Account takeover is EMV’s ‘silent’ risk

By Chris Pinion for PaymentsSource

I don’t think anyone anticipated the amount of account takeover (ATO) and new account fraud (often referred to as application fraud) that would occur in the wake of the EMV changeover.

Banks have seen challenges on the new account side in particular with synthetic identities.

In a recent study, we found that 31% of fraudsters committing application fraud are using synthetic identities—this, compared with 41% who are using a true identity. A synthetic identity is what a perpetrator of fraud manufactures by taking Person A’s name and social security number, Person B’s address and the fraudster’s phone number, and synthesizing these into a new bogus identity. The challenge is trying to separate the good guys from the bad guys— especially when bad guys look and behave like good people, but aren’t actual people at all.

How do they do it? And why? The short answer is that a mass of information is available, through shady online channels, on hundreds of millions of people.

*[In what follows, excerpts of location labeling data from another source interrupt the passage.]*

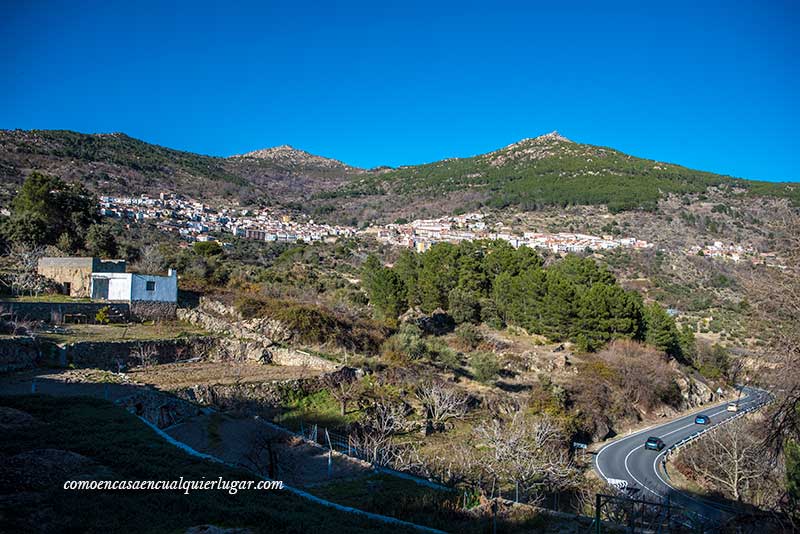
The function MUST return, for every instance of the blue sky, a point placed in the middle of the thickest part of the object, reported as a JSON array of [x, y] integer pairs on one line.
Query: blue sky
[[711, 86]]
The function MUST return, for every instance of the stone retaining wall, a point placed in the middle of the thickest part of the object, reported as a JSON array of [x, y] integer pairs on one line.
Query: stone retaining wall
[[254, 397], [111, 354], [60, 312], [158, 408], [18, 353], [260, 339]]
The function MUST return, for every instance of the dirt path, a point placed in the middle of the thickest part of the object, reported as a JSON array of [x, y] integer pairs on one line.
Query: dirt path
[[242, 440]]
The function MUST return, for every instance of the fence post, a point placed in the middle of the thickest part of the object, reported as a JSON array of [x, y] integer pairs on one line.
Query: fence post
[[330, 454], [598, 503]]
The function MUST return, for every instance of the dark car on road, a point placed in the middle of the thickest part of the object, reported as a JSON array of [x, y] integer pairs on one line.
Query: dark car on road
[[654, 444]]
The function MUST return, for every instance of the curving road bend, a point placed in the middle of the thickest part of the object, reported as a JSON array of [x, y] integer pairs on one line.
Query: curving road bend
[[627, 460]]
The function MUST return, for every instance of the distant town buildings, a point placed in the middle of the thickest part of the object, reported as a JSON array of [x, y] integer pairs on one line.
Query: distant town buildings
[[108, 280], [422, 234], [195, 220], [735, 253]]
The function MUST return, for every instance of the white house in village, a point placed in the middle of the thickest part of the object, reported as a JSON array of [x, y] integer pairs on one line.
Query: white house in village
[[130, 287]]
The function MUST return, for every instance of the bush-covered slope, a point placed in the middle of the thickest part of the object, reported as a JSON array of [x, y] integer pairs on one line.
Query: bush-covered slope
[[551, 170]]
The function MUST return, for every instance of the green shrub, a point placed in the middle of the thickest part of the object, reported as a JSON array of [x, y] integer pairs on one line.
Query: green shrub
[[101, 317], [485, 366], [468, 336]]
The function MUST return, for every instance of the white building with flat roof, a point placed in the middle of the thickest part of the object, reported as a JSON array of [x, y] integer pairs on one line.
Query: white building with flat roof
[[131, 287]]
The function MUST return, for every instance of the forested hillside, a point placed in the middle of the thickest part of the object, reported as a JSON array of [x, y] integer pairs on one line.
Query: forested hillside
[[549, 170]]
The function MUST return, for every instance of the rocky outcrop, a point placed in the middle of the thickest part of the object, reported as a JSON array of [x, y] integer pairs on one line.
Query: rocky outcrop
[[694, 392], [260, 339], [160, 409]]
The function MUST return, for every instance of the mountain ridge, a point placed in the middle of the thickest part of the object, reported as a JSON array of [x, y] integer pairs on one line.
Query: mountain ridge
[[549, 169]]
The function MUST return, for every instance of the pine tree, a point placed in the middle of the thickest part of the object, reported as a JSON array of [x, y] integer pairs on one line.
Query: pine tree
[[661, 331]]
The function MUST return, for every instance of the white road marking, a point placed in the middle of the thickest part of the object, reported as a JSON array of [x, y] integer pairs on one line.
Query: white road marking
[[655, 461]]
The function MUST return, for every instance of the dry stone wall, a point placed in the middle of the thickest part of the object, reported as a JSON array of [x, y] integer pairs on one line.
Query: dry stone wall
[[19, 353], [259, 339]]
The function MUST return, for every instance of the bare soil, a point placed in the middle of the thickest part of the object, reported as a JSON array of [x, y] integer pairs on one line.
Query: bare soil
[[235, 439], [177, 375]]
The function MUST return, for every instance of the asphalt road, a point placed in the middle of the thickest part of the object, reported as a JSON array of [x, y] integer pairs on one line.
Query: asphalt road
[[627, 459]]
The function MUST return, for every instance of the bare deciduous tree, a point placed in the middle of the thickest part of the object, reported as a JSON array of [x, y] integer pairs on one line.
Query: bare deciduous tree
[[150, 260], [373, 438], [144, 354], [775, 296], [262, 454], [729, 459], [528, 451], [24, 260], [343, 388], [441, 403]]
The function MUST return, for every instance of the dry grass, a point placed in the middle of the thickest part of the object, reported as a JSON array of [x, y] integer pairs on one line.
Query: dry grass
[[178, 375], [122, 332]]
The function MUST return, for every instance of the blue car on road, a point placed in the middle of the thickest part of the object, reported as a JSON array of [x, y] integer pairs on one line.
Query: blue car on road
[[654, 444]]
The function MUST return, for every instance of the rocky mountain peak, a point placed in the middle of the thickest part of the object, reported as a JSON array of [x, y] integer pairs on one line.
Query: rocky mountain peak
[[288, 155]]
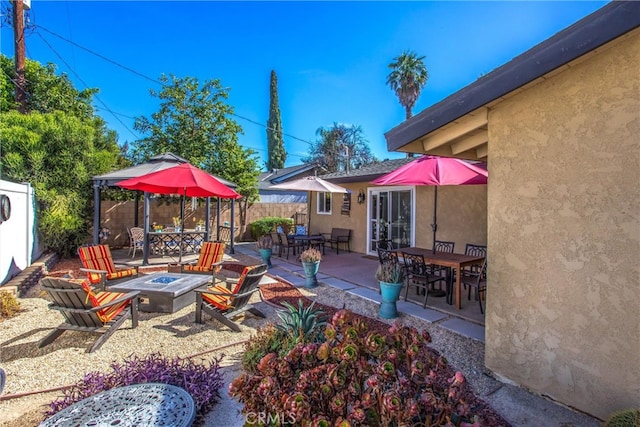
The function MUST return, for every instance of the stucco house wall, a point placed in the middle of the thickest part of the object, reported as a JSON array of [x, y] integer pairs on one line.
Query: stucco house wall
[[462, 215], [564, 233]]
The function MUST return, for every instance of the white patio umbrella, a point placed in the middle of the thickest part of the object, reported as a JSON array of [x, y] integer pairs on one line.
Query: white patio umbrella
[[310, 183]]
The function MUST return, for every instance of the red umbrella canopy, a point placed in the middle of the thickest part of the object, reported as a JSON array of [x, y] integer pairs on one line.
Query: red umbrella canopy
[[434, 170], [184, 179]]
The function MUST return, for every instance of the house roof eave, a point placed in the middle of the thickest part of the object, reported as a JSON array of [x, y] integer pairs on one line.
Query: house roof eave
[[601, 27]]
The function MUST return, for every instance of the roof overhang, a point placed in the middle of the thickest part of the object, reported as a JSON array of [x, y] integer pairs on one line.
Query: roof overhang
[[458, 125]]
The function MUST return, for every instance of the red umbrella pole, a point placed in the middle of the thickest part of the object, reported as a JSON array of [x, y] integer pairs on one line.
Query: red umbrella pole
[[434, 226]]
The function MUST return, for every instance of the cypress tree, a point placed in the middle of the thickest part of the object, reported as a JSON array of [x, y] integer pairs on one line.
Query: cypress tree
[[275, 143]]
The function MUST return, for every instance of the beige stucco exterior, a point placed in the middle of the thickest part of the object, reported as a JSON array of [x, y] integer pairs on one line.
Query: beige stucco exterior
[[563, 303], [462, 215]]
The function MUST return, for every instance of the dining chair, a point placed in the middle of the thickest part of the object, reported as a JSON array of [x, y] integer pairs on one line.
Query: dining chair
[[418, 274], [288, 244], [472, 271], [479, 283], [136, 234], [443, 246], [277, 245]]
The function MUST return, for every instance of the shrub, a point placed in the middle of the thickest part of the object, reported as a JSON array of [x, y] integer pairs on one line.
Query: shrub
[[357, 377], [268, 224], [202, 382], [9, 305]]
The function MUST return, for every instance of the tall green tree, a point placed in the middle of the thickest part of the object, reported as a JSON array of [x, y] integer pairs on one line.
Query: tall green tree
[[407, 78], [194, 121], [340, 148], [275, 143], [57, 147]]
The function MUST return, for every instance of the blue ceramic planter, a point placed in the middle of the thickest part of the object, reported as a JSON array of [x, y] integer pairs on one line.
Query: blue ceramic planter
[[310, 271], [265, 254], [389, 293]]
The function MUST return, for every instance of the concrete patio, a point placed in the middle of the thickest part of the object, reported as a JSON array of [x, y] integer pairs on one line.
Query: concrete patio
[[354, 273]]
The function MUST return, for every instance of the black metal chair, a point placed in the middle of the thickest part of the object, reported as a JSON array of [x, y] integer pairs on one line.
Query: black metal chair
[[288, 244], [478, 282], [418, 274], [473, 270]]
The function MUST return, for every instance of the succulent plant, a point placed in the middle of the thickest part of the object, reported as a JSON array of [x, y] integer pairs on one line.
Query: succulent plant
[[304, 324], [362, 378], [390, 272], [310, 255]]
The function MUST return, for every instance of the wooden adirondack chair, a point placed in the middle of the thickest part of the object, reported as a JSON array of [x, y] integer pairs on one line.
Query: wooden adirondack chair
[[99, 266], [86, 311], [223, 304], [209, 261]]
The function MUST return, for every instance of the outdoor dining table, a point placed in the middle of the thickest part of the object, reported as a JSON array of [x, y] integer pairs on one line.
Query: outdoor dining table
[[308, 240], [446, 259], [164, 241]]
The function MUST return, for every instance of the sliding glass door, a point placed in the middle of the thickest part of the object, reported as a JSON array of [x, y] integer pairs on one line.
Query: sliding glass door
[[391, 217]]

When cybercriminals pull off a data breach, whether big or small, one of their goals is to get as much PII data (personally identifiable information) on consumers as possible. This data can then be sold on the dark web to fraudsters who can use it to develop and synthesize new identities.

Many organizations think about application or new account fraud in two pillars: first party fraud and third party fraud. In first party fraud at a financial institution, someone comes into the bank attempting to open an account—this might be in the form of a bank account, credit card account or a new line of credit—and they are not who they say they are.

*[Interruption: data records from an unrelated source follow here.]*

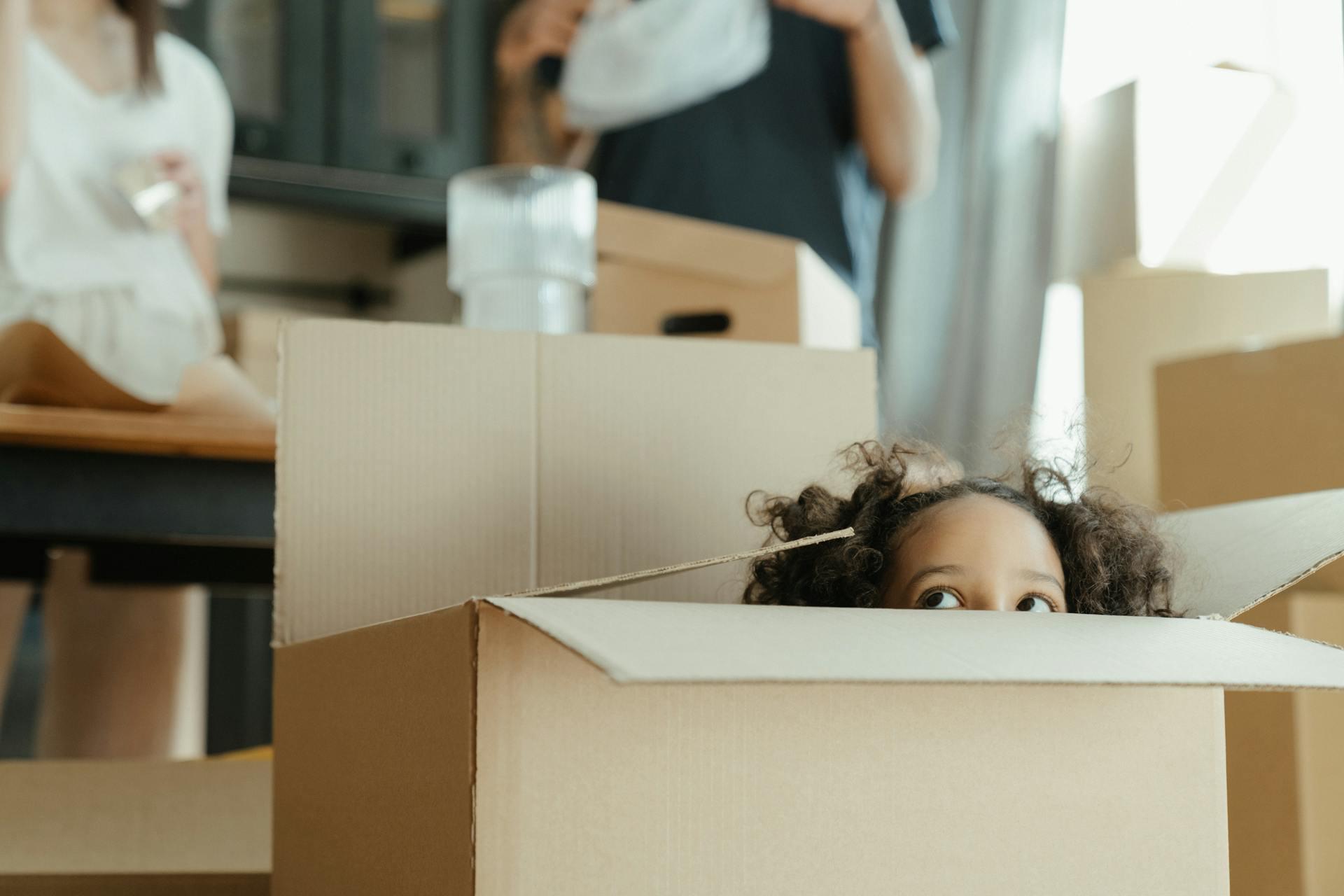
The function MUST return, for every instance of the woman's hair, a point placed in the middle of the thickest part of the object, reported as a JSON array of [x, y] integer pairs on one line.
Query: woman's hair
[[1113, 559], [146, 16]]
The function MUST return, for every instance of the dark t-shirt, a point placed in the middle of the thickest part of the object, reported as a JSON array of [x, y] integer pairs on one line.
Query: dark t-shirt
[[776, 153]]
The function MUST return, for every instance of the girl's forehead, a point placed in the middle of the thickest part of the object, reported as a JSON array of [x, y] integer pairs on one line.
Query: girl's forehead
[[979, 524]]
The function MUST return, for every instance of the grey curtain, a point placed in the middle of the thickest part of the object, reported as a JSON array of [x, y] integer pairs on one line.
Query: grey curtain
[[964, 276]]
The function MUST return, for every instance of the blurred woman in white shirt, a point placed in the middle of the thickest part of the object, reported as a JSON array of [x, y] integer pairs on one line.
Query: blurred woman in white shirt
[[86, 89]]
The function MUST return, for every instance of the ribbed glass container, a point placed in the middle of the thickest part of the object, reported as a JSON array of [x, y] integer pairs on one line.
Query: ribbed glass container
[[521, 244]]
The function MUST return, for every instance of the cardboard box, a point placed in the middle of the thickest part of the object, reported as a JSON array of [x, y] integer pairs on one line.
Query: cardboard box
[[432, 464], [121, 828], [1132, 324], [1154, 172], [663, 274], [1247, 425], [574, 746], [252, 339]]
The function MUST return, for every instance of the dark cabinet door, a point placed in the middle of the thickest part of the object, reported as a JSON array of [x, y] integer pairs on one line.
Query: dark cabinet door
[[412, 83], [272, 57]]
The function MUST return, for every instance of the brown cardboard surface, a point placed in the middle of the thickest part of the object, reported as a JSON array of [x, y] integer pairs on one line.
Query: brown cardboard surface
[[660, 641], [374, 760], [756, 789], [1285, 780], [631, 578], [422, 465], [1250, 425], [654, 266], [137, 886], [1132, 324], [1233, 556], [252, 339], [96, 820], [1320, 743]]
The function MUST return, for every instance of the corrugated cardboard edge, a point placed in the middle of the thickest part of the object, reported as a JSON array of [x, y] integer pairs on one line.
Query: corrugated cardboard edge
[[1183, 531], [1297, 580], [757, 258], [629, 578], [279, 636]]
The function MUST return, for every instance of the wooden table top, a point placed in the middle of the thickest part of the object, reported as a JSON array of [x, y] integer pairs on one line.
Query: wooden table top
[[137, 433]]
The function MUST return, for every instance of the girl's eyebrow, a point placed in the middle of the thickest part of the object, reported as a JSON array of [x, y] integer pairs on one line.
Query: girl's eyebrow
[[1037, 575], [952, 568]]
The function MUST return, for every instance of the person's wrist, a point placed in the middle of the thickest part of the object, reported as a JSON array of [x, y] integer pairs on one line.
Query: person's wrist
[[867, 26]]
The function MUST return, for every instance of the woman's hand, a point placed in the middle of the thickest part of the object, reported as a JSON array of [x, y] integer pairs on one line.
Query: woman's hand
[[192, 213]]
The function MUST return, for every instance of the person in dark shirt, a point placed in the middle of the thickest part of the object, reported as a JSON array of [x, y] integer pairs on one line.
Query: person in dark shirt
[[841, 115]]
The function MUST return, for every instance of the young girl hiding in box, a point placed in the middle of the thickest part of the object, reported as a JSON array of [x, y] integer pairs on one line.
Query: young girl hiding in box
[[929, 538]]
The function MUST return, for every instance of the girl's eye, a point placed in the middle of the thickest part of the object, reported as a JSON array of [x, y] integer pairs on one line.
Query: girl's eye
[[940, 601]]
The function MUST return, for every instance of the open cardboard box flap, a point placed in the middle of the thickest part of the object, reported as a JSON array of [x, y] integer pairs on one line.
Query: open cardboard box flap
[[1236, 556], [675, 244]]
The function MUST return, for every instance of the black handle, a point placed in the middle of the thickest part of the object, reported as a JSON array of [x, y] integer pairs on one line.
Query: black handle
[[696, 324]]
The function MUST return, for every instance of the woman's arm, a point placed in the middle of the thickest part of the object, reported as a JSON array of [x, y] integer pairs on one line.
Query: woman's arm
[[895, 112], [894, 108], [194, 214], [14, 113], [528, 115]]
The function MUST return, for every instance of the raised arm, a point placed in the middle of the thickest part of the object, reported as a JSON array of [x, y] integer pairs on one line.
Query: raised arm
[[894, 108], [14, 113], [894, 105], [528, 115]]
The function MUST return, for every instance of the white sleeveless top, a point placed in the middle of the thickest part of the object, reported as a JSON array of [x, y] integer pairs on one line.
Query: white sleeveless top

In our research we found that the amount of fraudulent new credit card account openings increased by 113% last year. If fraudsters have manufactured a synthetic identity, their goal is to get that identity into the financial system. Once a fake identity has made it to the point of getting that first credit line, these perpetrators of fraud—who are usually highly organized groups—are able to infiltrate further and further into the financial system.

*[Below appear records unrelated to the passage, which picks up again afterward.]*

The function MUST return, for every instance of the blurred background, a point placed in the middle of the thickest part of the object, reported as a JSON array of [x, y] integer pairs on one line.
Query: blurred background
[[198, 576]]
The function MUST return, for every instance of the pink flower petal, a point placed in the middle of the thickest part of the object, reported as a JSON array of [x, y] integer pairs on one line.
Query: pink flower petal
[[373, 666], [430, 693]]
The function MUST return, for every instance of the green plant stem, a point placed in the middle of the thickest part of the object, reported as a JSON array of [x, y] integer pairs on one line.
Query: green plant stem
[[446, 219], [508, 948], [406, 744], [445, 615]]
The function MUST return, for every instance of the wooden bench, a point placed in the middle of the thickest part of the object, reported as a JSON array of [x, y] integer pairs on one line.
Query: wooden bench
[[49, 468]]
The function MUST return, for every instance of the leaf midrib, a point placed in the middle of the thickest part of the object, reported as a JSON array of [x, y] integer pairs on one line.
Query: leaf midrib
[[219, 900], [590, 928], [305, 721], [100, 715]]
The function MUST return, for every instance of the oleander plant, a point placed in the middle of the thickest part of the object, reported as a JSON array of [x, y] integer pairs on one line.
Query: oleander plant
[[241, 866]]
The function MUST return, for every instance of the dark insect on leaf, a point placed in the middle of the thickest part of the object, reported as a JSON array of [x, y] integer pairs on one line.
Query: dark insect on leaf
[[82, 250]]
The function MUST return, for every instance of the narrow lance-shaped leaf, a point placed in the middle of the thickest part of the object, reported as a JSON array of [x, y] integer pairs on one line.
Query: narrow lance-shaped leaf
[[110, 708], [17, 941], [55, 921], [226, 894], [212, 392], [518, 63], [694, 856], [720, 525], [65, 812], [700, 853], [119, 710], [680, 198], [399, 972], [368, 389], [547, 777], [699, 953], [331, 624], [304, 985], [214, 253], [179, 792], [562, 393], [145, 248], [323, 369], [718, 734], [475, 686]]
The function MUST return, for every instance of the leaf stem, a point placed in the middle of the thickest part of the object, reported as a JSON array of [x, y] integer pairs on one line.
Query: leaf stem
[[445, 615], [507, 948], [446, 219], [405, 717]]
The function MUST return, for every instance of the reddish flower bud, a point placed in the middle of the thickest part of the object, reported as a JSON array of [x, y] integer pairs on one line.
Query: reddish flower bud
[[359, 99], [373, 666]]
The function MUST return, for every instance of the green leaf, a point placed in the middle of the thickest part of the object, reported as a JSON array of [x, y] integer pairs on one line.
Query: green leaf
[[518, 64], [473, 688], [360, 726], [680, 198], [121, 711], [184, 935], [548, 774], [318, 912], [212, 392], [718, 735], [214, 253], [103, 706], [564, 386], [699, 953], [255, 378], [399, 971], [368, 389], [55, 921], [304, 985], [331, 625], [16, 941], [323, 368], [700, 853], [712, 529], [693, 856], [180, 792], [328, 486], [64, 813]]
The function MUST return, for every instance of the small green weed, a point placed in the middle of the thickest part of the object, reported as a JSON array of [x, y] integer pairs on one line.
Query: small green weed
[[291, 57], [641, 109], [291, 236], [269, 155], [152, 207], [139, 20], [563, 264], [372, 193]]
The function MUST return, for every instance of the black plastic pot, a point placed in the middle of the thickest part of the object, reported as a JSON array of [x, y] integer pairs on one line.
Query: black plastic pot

In third party fraud, bad actors buy information, steal existing PII data or use the identities of friends or relatives to try and open as many new lines of credit as they can. Let’s say a bad guy in Chicago bought 1,000 names from a retailer data breach. He will use them to try and take over someone’s identity, and may apply at 20 different credit card companies to get an application through.

If that doesn’t work, he may manipulate the data—switch a digit on an address or social security number or use a previous address to pass an initial identity verification check. He may change small aspects of the victim’s identity, applying with an address or phone number he may be in control of, for example, to be able to receive the new credit cards without the victim knowing. This is hard to detect until the damage is done.

On the account takeover side, banks are getting hammered with bot attacks and call center fraud—which can tie up resources trying to verify an account holder while potentially impacting the overall customer experience. And here, we get back to data breaches.

What many people don’t realize about breaches is that it’s mainly the information fraudsters are targeting. We’re all aware of breaches where as many as half a billion usernames and passwords were breached.

Most people don’t care when they hear their account has been breached—they simply go into their account and change their password, forgetting that the same user ID and password that was breached is also the same ID and password that they use at their bank—and dozens of other places.

Research has shown that anywhere between 30 and 50% of the population uses the same user ID and/or password on every single account. So if a bad actor can get that information, he can take over your customer’s individual account at multiple places.

Clearly, we’re in a whole new environment. The shift to EMV has had the unintended consequence of migrating fraud from the production of fake plastic cards to new account and account takeover fraud, requiring an entirely different, not to mention more sophisticated approach to predicting and assessing risk, as well as preventing it from the outset.